Background

In D.06-07-029, the Commission adopted a cost-allocation methodology (CAM) that allows the advantages and costs of new generation to be shared by all benefiting customers in an investor owned utility's (IOU) service territory. The decision designated that the IOUs should procure the new generation through long-term power purchase agreements (PPA). The capacity and energy from the PPA are unbundled and the rights to the capacity are to be allocated among all the load serving entities (LSE) in the IOU's service territory. Each LSE would share in the capacity according to the LSE's share of the 12-month service area coincident peak, and the LSE can apply the capacity towards its RA requirement. The LSEs' customers receiving the benefit of this additional capacity pay only for the net cost of this capacity, determined as a net of the total cost of the contract minus the energy revenues associated with dispatch of the contract.3

The energy revenues are to be determined by the results of periodic energy auctions for the PPA energy rights.4 The Commission ordered in D.06-07-029 that the utilities develop implementation proposals for the energy auctions and that the ED hold workshops "prior to the IOUs' filing their Implementation Proposals, and subsequent workshops as needed."5

On September 25, 2006, an Assigned Commissioner's Ruling/Scoping Memo was issued that directed the utilities to file their implementation proposals for the energy auction by October 20, 2006. The IOUs made their filing on October 20th, and a workshop for all parties was subsequently conducted on November 1, 2006.

On November 17, 2006, the assigned Administrative Law Judge (ALJ) issued a ruling establishing a schedule for the submission of new or revised energy auction proposals on December 12, 2006, to be followed by a workshop on December 18, 2006. At the December 18th workshop, it became evident that there were many complex, interrelated issues related to the energy auction.
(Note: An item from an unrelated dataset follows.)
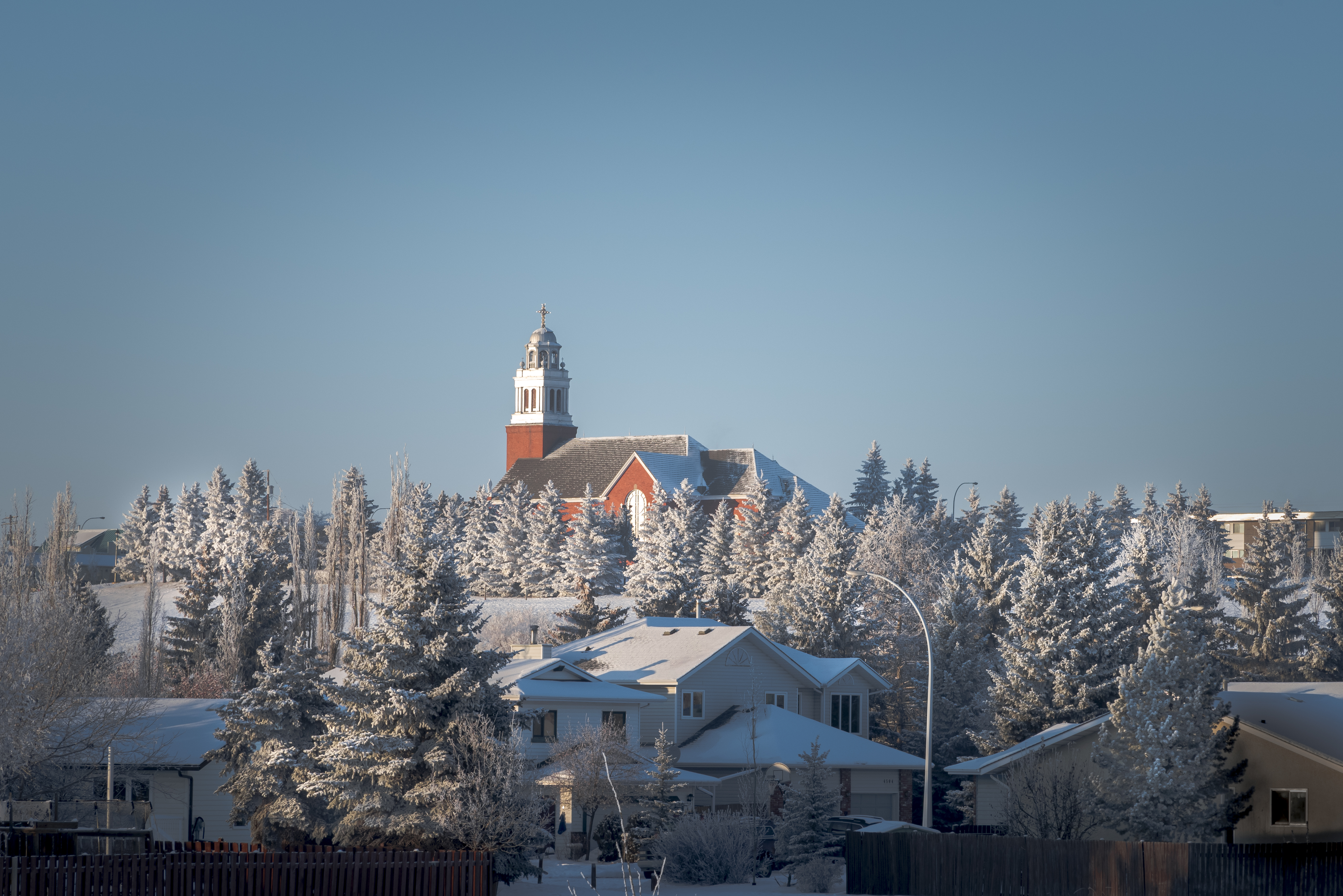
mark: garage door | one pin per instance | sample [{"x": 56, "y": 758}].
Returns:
[{"x": 878, "y": 805}]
As a result, the parties agreed that it would be appropriate to refer issues regarding the energy auction process and products to mediation in an effort to resolve many of the underlying issues.

On January 3, 2007, ALJ Kenneth Koss was appointed to oversee mediation efforts to develop the energy auction process and products. ALJ Koss subsequently provided notice to all parties on the service list in this proceeding as to the time and location of the first mediation session.6 After the first noticed mediation session, the parties agreed to continue meeting to work towards the development of a settlement agreement. Since January, a number of parties have been actively involved in negotiating numerous aspects of the energy auction process and products. The parties have engaged in almost twenty negotiating sessions, either face-to-face or telephonic, and have exchanged detailed draft proposals. As a result of these intensive mediation efforts, SCE; SDG&E; PG&E; Constellation; WPTF; DRA; Aglet; J. Aron & Company; TURN; Mirant; AReM; and Barclay's Bank, PLC (Settling Parties) reached a settlement regarding principles for the process and products for the energy auction.7 The auction described in the settlement agreement is essentially a sealed bid auction with an undisclosed minimum bid price. The settlement agreement is attached as Appendix A to this decision.

The motion to approve the Settlement regarding Energy Auction Principles was filed on May 11, 2007. During the 30-day comment period, no comments were filed on the proposal. We further note that the Settlement has been uncontested since its presentation.

3 Each IOU will perform annual forecasts and true ups for the net costs and charge them to all benefiting customers via a wires charge.

4 D.06-07-029 at 31, Item #16.

5 Id.

6 This notice satisfied the conditions of Commission Rule 12.1(b), requiring settling parties to "convene at least one conference with notice and opportunity to participate provided to all parties for the purpose of discussing settlements in the proceeding." Thus, the Commission does not need to convene any additional conferences before approving this settlement.

7 SDG&E supports the settlement as long as it is interim in nature and is not precedent setting.